Writing clean, robust, and flexible functions is a cornerstone of effective data science. Whether you’re cleaning a dataset, training a model, or building a pipeline, mastering how information flows into your functions through parameters is what separates fragile scripts from maintainable, production-ready code.

The Foundation: Positional and Keyword Arguments

At their core, Python functions accept information through positional arguments and keyword arguments. Understanding the distinction is fundamental.

A positional argument is an argument whose value is assigned to a parameter based on its order in the function call. The first argument you pass corresponds to the first parameter, the second to the second, and so on.

def calculate_bmi(weight, height):
    return weight / (height ** 2)

# '70' is assigned to 'weight', '1.75' to 'height' based on position
result = calculate_bmi(70, 1.75)

A keyword argument (or named argument) is explicitly linked to a parameter by its name in the call, using the syntax parameter=value. This allows you to pass arguments out of order and greatly enhances code readability.

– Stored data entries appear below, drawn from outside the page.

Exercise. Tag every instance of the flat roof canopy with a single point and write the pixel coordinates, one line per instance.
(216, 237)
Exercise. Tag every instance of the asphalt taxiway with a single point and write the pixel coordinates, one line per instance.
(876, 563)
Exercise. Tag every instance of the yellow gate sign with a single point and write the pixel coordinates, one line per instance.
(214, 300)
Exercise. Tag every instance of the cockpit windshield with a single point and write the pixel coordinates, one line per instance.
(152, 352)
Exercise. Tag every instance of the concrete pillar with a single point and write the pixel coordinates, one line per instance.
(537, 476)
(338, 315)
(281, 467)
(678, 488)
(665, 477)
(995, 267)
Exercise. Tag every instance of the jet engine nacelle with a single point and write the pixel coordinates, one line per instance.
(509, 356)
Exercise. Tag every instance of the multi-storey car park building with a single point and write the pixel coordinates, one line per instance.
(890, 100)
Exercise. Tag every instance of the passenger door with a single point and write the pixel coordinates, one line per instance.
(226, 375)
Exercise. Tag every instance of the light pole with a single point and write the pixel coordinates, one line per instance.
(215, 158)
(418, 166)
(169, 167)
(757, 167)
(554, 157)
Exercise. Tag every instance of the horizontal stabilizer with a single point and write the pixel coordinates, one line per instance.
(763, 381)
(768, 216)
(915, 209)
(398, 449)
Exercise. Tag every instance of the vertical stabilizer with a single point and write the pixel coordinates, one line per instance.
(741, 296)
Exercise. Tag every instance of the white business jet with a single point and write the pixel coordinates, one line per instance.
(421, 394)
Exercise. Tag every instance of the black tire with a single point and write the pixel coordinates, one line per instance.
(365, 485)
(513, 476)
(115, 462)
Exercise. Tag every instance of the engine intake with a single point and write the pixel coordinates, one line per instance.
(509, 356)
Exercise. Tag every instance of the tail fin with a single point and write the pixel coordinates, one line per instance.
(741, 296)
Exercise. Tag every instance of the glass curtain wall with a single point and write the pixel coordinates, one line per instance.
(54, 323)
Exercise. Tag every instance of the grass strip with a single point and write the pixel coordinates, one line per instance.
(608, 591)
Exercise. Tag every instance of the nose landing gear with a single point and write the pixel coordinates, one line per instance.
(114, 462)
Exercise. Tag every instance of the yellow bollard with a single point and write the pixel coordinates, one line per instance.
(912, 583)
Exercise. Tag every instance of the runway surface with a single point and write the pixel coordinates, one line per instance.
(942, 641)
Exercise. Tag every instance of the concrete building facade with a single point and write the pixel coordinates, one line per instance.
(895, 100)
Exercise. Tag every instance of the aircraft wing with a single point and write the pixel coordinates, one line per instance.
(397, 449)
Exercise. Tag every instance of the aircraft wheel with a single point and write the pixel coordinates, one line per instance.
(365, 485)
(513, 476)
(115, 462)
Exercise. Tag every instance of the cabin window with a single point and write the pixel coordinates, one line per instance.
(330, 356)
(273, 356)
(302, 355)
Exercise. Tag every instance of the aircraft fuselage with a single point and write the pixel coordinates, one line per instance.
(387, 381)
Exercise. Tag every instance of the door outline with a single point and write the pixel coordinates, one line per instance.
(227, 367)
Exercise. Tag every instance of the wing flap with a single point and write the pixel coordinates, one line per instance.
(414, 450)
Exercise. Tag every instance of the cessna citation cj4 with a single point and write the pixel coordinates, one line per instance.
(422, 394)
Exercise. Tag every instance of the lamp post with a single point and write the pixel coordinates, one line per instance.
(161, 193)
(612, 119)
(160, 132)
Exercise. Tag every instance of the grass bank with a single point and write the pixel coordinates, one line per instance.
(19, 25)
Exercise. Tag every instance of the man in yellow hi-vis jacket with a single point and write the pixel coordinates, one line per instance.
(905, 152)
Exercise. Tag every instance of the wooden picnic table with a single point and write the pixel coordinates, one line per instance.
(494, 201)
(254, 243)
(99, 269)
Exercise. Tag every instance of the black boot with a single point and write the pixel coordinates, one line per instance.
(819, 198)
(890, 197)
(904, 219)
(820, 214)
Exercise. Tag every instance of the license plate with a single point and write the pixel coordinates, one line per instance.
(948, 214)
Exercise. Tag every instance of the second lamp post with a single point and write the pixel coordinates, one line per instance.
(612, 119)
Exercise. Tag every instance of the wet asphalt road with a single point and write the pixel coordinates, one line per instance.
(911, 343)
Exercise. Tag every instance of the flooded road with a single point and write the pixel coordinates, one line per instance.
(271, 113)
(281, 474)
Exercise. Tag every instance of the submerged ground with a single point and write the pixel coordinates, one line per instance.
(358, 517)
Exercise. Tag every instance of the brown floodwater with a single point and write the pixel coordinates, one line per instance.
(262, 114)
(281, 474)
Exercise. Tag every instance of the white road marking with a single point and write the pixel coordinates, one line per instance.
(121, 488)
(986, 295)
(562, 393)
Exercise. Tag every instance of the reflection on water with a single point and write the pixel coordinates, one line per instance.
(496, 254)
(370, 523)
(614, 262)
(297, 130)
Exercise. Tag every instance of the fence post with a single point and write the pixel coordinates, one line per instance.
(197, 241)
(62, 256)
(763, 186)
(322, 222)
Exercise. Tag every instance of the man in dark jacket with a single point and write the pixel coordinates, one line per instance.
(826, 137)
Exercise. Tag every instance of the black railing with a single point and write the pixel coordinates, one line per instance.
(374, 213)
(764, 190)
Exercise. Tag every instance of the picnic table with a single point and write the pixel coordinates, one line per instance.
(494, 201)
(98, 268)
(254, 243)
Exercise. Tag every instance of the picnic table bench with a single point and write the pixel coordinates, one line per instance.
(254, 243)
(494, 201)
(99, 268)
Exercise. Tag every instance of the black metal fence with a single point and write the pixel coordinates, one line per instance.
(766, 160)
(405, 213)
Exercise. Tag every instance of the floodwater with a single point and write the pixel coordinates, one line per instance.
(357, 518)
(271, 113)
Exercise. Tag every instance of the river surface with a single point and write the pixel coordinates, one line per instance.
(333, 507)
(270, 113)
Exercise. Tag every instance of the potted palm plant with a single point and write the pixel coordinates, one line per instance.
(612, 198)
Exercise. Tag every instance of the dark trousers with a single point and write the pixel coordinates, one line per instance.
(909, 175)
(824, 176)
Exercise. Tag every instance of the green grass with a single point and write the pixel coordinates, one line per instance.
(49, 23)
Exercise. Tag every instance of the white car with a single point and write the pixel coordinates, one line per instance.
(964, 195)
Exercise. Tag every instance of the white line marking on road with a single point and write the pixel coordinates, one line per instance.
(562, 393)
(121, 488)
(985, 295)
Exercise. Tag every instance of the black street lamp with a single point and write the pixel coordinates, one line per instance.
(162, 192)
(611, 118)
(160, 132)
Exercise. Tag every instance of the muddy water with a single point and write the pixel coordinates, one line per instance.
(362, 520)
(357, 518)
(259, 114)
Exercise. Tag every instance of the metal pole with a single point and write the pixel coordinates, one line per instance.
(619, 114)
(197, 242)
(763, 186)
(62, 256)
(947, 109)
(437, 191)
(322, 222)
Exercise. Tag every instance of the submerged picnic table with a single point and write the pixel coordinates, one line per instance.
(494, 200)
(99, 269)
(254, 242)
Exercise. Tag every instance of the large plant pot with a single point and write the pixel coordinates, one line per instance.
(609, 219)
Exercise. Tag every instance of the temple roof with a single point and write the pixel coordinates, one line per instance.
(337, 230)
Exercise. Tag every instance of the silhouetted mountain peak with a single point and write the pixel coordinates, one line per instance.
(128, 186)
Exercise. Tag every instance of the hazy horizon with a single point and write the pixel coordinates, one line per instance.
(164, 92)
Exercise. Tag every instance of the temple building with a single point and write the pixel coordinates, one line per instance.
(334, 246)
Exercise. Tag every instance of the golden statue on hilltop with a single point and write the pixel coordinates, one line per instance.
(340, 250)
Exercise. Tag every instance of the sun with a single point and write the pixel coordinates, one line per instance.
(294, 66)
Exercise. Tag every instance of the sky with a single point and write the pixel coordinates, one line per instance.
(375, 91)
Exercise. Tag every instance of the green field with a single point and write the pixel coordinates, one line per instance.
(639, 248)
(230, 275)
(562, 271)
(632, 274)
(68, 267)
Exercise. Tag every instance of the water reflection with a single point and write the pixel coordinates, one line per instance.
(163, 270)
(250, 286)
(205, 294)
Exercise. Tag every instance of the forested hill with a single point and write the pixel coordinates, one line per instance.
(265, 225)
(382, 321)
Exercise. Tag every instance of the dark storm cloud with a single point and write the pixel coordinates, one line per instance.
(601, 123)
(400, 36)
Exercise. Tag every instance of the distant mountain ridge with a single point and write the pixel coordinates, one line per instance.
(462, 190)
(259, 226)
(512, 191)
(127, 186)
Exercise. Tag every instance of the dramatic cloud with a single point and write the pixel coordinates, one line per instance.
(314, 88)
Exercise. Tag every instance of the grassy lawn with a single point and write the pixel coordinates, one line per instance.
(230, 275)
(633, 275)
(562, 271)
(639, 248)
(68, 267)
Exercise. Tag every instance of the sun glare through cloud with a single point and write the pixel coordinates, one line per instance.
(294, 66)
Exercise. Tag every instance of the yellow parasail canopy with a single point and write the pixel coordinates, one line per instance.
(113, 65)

# Using keyword arguments clarifies meaning
result = calculate_bmi(height=1.75, weight=70)

The key rule is: Positional arguments must come before keyword arguments in a function call. Calling calculate_bmi(weight=70, 1.75) will raise a SyntaxError.

Adding Flexibility with Default Parameter Values

Default parameter values allow you to define a function where some parameters are optional. If the caller does not provide a value for that parameter, the default is used. This is invaluable for providing sensible defaults while allowing customization, a common pattern in data science libraries.

def load_dataset(path, delimiter=',', header=True):
    # Logic to load data using provided or default parameters
    print(f"Loading {path} with delimiter '{delimiter}' and header={header}")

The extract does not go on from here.